A: Actually, it's hard for me to divide the scene up into little parts, there's a lot of musicians who cooperate and work together on a lot of things when they're not necessarily stylistically similar or have the same goals. There seems to be space to do what you want. Sally's album is a good case in point: Johnny from Tortoise playing drums on it, Brett from the Handsome Family singing, Jeff Tweedy contributing a song, Robbie Fulks plays guitar on it. It's very easy to just get on the phone and say, "Do you wanna do something?" to people. I just did a lot of stuff with Tim Rutilli from Red Red Meat, and we're thinking of doing some more in the future. It's kind of ideal.
It's not like your band is Your Thing and you flog this one project till you make a million or until it smashes itself to death against a brick wall. That's never been my penchant. With the Mekons, we kind of wanna run the whole race, yeah, and so we'll pace ourselves and we'll work with other people when we feel like it. People have a lot of side projects because it's healthy.
Q: Do you pay any mind to the amount of media attention a type of music or scene is getting at a given time? I'm wondering about countrified parts in particular.
A: I think insurgent country, whatever it is, had a fairly lucky escape because after the Nirvana punk thing, a lot of the Aes of our CDs. Bloodshot, other major labels wanted them. We're like, just stuff it, don't send them. Don't f***ing care. Some bands have gone [big], but it was meant to be the next big thing. And it wasn't a new thing, it was more a continuation of something that's been going on, to the left of Nashville, for years and years and years.
Q: The perfunctory question: What's next?

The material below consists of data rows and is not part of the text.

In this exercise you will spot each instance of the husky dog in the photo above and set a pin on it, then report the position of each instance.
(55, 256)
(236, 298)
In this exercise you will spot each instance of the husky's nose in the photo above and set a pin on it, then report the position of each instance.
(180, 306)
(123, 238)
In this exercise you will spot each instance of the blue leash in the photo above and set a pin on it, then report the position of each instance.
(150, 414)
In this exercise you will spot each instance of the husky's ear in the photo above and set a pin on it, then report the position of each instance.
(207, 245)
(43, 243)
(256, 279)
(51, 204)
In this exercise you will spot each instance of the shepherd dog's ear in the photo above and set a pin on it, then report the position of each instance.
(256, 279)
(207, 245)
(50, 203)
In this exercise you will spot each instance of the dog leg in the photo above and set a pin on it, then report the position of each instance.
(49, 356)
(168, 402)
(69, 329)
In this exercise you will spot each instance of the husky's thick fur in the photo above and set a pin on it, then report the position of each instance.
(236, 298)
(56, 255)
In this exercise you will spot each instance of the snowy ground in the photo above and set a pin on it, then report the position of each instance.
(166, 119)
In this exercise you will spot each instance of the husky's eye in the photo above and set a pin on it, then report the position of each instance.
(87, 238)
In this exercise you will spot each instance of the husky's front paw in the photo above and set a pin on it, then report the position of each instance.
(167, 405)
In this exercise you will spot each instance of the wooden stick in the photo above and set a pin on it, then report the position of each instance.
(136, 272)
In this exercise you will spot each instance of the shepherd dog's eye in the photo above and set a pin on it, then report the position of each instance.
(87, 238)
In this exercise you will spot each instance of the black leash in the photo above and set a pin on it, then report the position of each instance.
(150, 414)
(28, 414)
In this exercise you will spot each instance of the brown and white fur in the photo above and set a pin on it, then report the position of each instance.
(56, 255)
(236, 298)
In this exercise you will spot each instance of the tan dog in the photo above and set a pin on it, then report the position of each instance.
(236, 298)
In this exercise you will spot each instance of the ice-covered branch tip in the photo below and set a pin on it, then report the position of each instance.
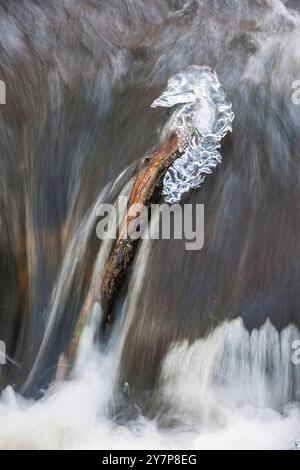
(203, 118)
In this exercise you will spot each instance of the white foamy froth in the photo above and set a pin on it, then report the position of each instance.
(227, 391)
(203, 118)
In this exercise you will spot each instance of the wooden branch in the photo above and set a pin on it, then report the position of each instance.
(146, 190)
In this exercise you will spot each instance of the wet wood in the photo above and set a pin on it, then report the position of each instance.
(146, 190)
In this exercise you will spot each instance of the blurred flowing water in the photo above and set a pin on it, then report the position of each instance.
(200, 353)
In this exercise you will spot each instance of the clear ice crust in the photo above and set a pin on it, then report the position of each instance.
(203, 118)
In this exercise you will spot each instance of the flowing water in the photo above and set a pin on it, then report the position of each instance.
(200, 352)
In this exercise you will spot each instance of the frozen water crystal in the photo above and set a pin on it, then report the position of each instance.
(203, 117)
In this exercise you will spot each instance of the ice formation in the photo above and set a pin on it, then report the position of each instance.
(203, 118)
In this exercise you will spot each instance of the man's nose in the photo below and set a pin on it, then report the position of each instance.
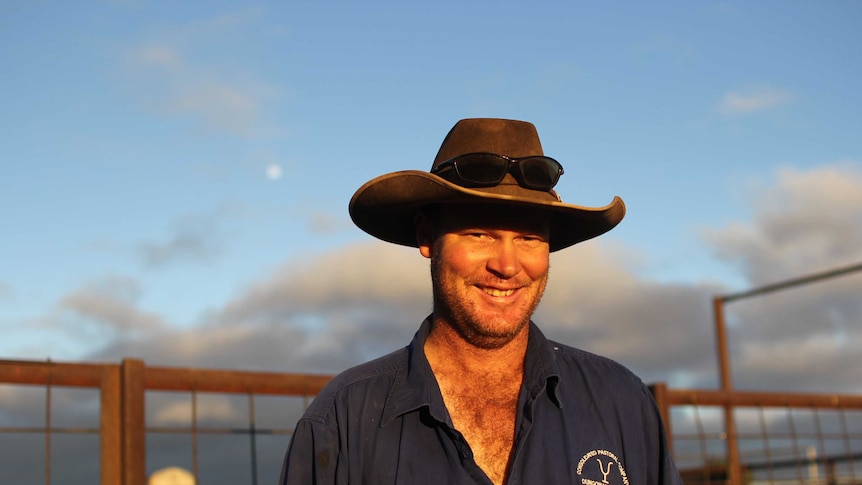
(503, 260)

A: I'm working on an album with Sally. It's going be a split-sets kind of thing. We got invited to play the Calgary Folk Festival. I think folk is the way to go. Every other form of music, you're too old when your 30. Like, I'm 42 and I'm a young upstart in the folk world. I'm figuring your fee goes up and up. By the time me and Sally are 70, we could probably be making some good money. And we'd have 30 more years to get our s*** together. So we think that's the plan at the moment.